For Brooklyn electro-pop duo Water From Your Eyes, the path to clarity is paved with playful misdirection. On a pair of spoken-word interludes on their fifth album, Structure, frenzied dance punk careens into silence, suddenly replaced by the sort of dry, dead-air ambience you’d expect from a podcast. Within these hushed eye-of-the-storm moments, one smack in the middle of each side of the record, vocalist Rachel Brown plays a kind of word-game version of Exquisite Corpse. Repurposing the lyrics from album centerpiece “Quotations,” they pluck out nouns and adjectives and glue them to one another, seemingly at random, until they resemble the mutterings of a person talking in their sleep: “You’re the embers go sunlight/A line fake feel matching colors/Myth a revealing another constantly now.” Even at their quietest, Water From Your Eyes can’t resist cracking a surrealist joke, dragging you down a rabbit hole of “memories down of in sounds.”
A gambit like this is fully in character. After all, this is a band whose first release of 2021 was an album of covers that began with a stone-faced rendition of Eminem’s Academy Award-winning docu-single “Lose Yourself.” What is shocking is not only how brilliantly the diversion pays off, but that it works not just once, but twice. Structure follows a double-helix layout wherein the two cut-up poetry interludes lead into two marvelously distinct versions of “Quotations”: one an abrasive romp through gurgling synthesizers and whirls of processed guitar, the other (“‘Quotations’,” complete with scare quotes in the title) an ambient collage of Brown’s voice, pulsing in meditative harmony before erupting quietly into IDM breakbeats. But these puzzles aren’t just art-rock pranks; Structure is Water From Your Eyes’ most rewarding album to date.

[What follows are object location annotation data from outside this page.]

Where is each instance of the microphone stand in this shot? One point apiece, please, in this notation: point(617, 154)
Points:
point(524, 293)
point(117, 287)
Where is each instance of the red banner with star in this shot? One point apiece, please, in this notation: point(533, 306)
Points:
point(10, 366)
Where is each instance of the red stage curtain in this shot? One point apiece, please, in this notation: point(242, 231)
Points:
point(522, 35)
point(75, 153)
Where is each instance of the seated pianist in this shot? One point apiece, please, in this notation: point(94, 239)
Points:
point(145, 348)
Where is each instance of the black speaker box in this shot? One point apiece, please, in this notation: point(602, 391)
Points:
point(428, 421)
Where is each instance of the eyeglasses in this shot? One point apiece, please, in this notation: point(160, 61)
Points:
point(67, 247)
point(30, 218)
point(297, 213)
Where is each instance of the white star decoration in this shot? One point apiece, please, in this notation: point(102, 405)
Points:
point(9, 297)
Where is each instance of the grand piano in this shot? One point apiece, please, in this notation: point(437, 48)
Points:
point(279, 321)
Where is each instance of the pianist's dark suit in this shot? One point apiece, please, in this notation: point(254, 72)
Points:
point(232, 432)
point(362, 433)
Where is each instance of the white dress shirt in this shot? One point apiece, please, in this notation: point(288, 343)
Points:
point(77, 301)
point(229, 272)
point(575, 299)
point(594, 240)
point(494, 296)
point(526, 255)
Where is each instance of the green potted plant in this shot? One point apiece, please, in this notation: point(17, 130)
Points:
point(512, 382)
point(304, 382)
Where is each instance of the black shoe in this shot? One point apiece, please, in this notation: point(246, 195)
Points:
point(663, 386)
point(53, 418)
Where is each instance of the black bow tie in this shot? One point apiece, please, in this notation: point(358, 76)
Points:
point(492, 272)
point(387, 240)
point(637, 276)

It holds your gaze long after the mystery fades, channeling a powerful sense of empathy to mesmerizing effect.
Structure is far from being a complete about-face for the band; they’re still making cryptic indie pop that hits like a sugar rush. Their most intriguing and satisfying departure is architectural. Compared to the disorienting way that Somebody Else’s Song swung from raging electro punk to acoustic indie pop and back again, their latest record is a carefully tended garden of ideas that reveals Brown and bandmate Nate Amos’ songwriting partnership blossoming in full flower. Structure opts for controlled chaos, unfolding over two mirror-image halves on a guided tour of heartbreak, hope, and longing. Each begins with a slower, psychedelic ballad, moves through blistering post-punk, and closes on one of two versions of “Quotations,” making it tempting to view the album as a pair of EPs, asking the same questions and receiving the same answer in different languages.